I have this so far: PE=mgh.. therefore it should be 0 because there is no height to account for? Is that correct?

Also Kinetic energy is 1/2mv^2 which would equal 38.416. However, I don't understand how to account for the 1 and 2 seconds. Any help you could give me?

Unknown008
May 26, 2010, 08:29 AM
You need to find the height of the stone after 1 second.

You may use one of the formulae for motion for that: s = ut + 0.5at^2

where s is the distance the stone covered, u the initial speed, t the time elapsed and a the acceleration the ball experiences, that is the one due to gravity.
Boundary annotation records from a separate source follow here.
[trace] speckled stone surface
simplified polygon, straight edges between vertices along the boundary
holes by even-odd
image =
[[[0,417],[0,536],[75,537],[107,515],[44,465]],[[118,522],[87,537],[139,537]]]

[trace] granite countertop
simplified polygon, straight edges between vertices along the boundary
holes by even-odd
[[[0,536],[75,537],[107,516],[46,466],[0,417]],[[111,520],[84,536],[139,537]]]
The height after one second is:
s = (19.6)(1) + 0.5(-9.81)(1)^2 = 14.695 m

With that height, you can find it's potential energy, and from that you can find the gain in potential energy and hence the kinetic energy using the principle of conservation of energy.

Do the same for 2 seconds.

Post your answers! :)

Ldobry7554
May 26, 2010, 11:28 AM
Thank you!

So for Height at 2 seconds I got: s=19.6(2) + (-9.81)(2)^2=19.58

Potential Energy at 1 Seconds= (.2)(9.8)(14.695)=28.8
Potential Energy at 2 Seconds=(.2)(9.8)(19.58)-38.5

Kinetic energy is .5(.2)(19.6)^2=38.4

Is the kinetic energy correct as is or do I still have to account for the seconds?

Unknown008
May 27, 2010, 07:49 AM
Your potential energy at 2 seconds is in fact 38.3768

[Note that if you use acceleration due to gravity as 9.8 m/s^2 in one formula, use the same value for all the formulae]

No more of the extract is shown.